Der Grauschimmel des krummen Ledesma wurde von Monito Aguirre geritten, einem Lehrling, der kaum älter als fünfzehn war, aber bereits im Sattel zur Welt gekommen zu sein schien. Mit schwarzer Baskenmütze, Halstuch, Leinenschuhen, dunkelgrauer Pumphose und kurzer Reitgerte mit dickem Knauf der Monito, und auf der anderen Seite der Jockey, winzig klein in seinem bunten Jäckchen und seiner Reithose, die linke Hand behandschuht, mit verächtlichem Blick, die Augen zwei bösartige Schlitze in einer gelblichen Gipsmaske. Grußlos musterten sie sich, der Chino mit der Reitpeitsche unter der Achsel und seiner Hand mit dem schwarzen Handschuh, die aussah wie eine Kralle, und der Monito, der pausenlos wie besessen Steinchen wegtrat – fast so, als wollte er den Boden säubern –, denn das war seine Methode, sich auf ein Rennen vorzubereiten.
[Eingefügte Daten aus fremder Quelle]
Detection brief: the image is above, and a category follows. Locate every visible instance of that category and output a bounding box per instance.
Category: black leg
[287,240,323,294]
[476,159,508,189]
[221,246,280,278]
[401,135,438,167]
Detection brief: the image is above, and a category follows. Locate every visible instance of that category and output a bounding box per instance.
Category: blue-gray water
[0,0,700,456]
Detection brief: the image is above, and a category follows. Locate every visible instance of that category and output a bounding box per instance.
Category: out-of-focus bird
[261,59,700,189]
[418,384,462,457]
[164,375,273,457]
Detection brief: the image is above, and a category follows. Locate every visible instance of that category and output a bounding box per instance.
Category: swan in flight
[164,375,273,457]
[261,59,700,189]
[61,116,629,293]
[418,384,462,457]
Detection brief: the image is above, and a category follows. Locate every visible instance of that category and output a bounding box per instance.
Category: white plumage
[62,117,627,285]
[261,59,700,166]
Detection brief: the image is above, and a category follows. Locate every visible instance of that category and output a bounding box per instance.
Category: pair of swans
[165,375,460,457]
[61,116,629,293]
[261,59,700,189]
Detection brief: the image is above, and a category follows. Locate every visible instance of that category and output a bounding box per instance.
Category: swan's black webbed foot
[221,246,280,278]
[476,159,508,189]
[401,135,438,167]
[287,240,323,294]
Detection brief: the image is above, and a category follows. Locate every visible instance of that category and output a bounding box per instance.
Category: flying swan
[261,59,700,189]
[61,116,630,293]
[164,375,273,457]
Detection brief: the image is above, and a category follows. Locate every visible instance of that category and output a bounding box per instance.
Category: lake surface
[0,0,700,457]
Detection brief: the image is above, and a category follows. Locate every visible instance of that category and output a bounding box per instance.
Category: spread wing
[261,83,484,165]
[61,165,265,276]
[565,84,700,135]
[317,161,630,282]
Als es so weit war, schickten sie sich an aufzusitzen. Monito zog sich die Leinenschuhe aus und stieg barfuß in die Steigbügel, den Daumen wie die Indianer in der Zügelschlinge, während der Chino kurze, sehr hoch sitzende Steigbügel nach englischer Art benutzte, wodurch er halb über dem Pferd stand, beide Zügel in der behandschuhten Linken und mit der Rechten den Hals des Pferdes tätschelnd, während er ihm in einer fremden, gutturalen Sprache etwas ins Ohr flüsterte. Anschließend führte man sie nacheinander auf eine in den Boden eingelassene Maiswaage, und Monito musste noch etwas beschwert werden, denn dünn wie er war, fehlten ihm gute zwei Kilo im Vergleich zum Gewicht des Uruguayers.

Man einigte sich darauf, den Wettkampf mit fliegendem Start durchzuführen, bei einer Distanz von fünf cuadras, also knappen fünfhundert Metern, vom Schatten, den die Kasuarinen warfen, bis zum Erdwall über dem Flussbett nahe der Lagune. Am Zielstrich hatte einer der Helfer ein gelbes Sisalband gespannt, das in der Sonne wie Gold glänzte. Der Kommissar ging zum Start und machte den Reitern mit seinem Hut das Zeichen, ihre Positionen einzunehmen. Die Musik verstummte, erwartungsvolles Schweigen setzte ein, und nur das leise Murmeln derjenigen, die weiterhin Wetten annahmen, war zu vernehmen.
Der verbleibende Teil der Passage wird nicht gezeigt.